TW: Kingdom of Earth!!  I do not like the title that was ultimately used, and I regret that I acquiesced to it--but, no, it was not an enjoyable time. I take a great deal of that responsibility, because I was not only in a poor state of mind, but I was frequently unable to even find solid footing in the poor and shattered state that was available to me. I was frozen, calcified mentally, physically, and psychically, pickled in alcohol that lulled me into fitful sleep, jerked awake by those ironically named pep pills, and kept sentient by whatever was thrust into my face. Enjoy? I would say no.



José [Quintero, the play's director] was not ideal, either. We were pickled together, and both entirely unaware of what we wanted to achieve. The anchor--in every sense of the word--of that production was Estelle, and I came to love her for her strength and her commitment, even as I failed--and still fail--to understand what her aims and effects are.

She tries too hard, for one thing. I am morbidly repulsed by acting I can see--or writing, for that matter. Once I see the effort, the scaffolding, the wires of the marionette, so to speak, I am entirely disenchanted: The event has all the appeal of an afternoon at the body shop, watching engines and carburetors become dismantled. Or an autopsy. 'Ah, that is where the liver resides. How interesting! Gray in color. Who knew?' Estelle's acting--much like the woman--is strikingly, corrosively intelligent, over-analyzed, over-articulated, loud, and stringent.
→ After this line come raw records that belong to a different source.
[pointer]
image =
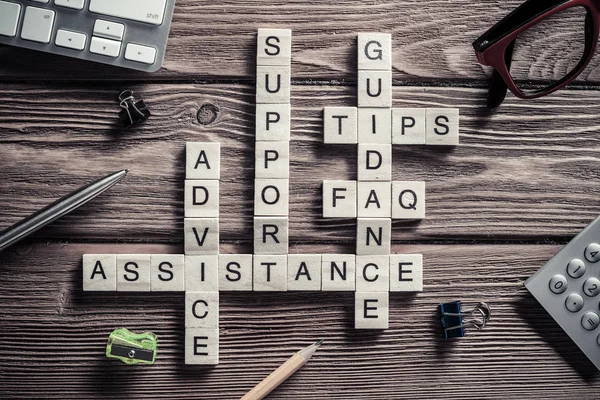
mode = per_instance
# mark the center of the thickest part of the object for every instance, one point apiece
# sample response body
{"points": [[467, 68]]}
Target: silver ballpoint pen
{"points": [[59, 208]]}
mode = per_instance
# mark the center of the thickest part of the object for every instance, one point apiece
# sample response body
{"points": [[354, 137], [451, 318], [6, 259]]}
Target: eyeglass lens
{"points": [[549, 51]]}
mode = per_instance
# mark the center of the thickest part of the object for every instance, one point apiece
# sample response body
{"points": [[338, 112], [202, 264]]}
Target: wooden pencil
{"points": [[286, 370]]}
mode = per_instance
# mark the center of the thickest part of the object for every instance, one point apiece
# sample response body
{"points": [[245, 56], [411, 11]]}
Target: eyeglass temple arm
{"points": [[519, 17], [498, 88]]}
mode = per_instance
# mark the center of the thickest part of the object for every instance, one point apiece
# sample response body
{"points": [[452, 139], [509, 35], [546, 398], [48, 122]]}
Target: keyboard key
{"points": [[558, 284], [592, 252], [590, 321], [143, 54], [574, 303], [591, 287], [37, 24], [74, 4], [9, 18], [576, 268], [105, 47], [109, 30], [70, 40], [148, 11]]}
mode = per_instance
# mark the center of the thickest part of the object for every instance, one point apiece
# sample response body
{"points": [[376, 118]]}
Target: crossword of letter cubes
{"points": [[373, 200]]}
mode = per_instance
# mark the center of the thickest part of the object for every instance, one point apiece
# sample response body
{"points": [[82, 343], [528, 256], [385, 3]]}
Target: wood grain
{"points": [[53, 335], [526, 172], [432, 42], [523, 181]]}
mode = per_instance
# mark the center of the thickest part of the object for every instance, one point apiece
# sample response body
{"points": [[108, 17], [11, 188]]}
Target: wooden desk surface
{"points": [[522, 183]]}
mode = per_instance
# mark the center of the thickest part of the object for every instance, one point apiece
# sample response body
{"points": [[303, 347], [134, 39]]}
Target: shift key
{"points": [[148, 11]]}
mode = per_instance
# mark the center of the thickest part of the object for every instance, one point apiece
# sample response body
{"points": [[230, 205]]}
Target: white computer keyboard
{"points": [[126, 33]]}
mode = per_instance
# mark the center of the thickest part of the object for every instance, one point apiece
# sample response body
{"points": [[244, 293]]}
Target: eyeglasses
{"points": [[566, 32]]}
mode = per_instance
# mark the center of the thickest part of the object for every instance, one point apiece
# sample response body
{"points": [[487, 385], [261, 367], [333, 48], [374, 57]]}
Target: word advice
{"points": [[202, 273]]}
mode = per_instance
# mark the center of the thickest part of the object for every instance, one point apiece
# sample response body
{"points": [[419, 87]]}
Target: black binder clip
{"points": [[455, 320], [133, 112]]}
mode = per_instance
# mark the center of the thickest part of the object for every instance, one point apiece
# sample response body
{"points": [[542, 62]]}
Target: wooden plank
{"points": [[431, 40], [53, 335], [524, 172]]}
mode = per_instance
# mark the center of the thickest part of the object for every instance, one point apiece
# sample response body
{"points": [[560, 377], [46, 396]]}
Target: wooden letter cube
{"points": [[203, 160], [201, 235], [202, 273], [375, 125], [372, 310], [374, 162], [304, 272], [167, 273], [235, 272], [338, 272], [272, 160], [442, 126], [374, 199], [373, 273], [408, 125], [201, 199], [274, 47], [202, 346], [273, 85], [271, 235], [340, 125], [339, 199], [133, 272], [375, 89], [406, 273], [201, 309], [100, 272], [373, 236], [408, 200], [271, 197], [273, 122], [374, 51], [270, 273]]}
Estelle's primary devotion is to Estelle, not to the character she is playing, with the result being--not only in Kingdom, but in everything I've seen her do--a replication of a smart, shrill, sturdy woman with the physique of a charwoman and the mind of a Seven Sisters assistant professor.

I was amazed to see that she was capable of overacting while in the process of lifting herself out of a chair. Lifting a glass. I think this is because she cannot simply do those things, but must operate through a gauze of Method bullshit, whereby all of us must watch, presumably in wonder, as she creates a biography of a brow wipe, a raised arm, an arched eyebrow. It was a strenuous performance, but far more industry than art.

I love the woman. I can think of fewer things I like more than to be in her mordantly smart company. She reads, retains, understands, and shares everything: Her generosity insofar as her personal stock is extraordinary, but it is tiresome in application of her work, and I cannot fathom how she cannot see this, or why she wouldn't seek to alter this.

She is one of Lee's broken girls, I suppose--overly dependent on his words and ministrations, as well as those of her analyst, desperate always for a label to append to an action, a motive, a result so that she better understands it. I find her entirely free of instinct, and her generosity disappears on a stage--she is competitive and disdainful of others when she enters her arena.

I await her in later years, when both of us might have learned from our epic failures and failed intentions and dark alleys of the soul--I think then that we might find each other more charitable, open, astringently clean in our effects. With stories to tell, of course, and experience that we will finally understand needs a wise and gentle touch. I think that with time, Estelle will learn that her violent and cerebral transgressions toward texts and fellow players have cleared a field around her in which she can reflect and gather and get to work in a way that honors the craft in which she wishes to work so fervently.



I can't tell you too often that no one needs or necessarily wants what we have to offer. We are only vital when we are told that we are--when an audience gathers, is pleased, considers returning. Far too many actors need to be in the theatre, but they are not needed by the theatre. I was once needed, I think, but this is no longer true. I will either recede, or I will rise. We shall see. Estelle needs to be an actress, needs affirmation, needs applause, and there is a psychic sickness in watching actors--and there are hundreds--acting out their hungers at the expense of a play. I think this impulse is receding within Estelle, and I think she wishes to serve the art of acting almost as much as she needs it to give her a reason to draw breath. She will never provide anything other than an adventure, but one must be strong, brave, a bit reckless to take it with her.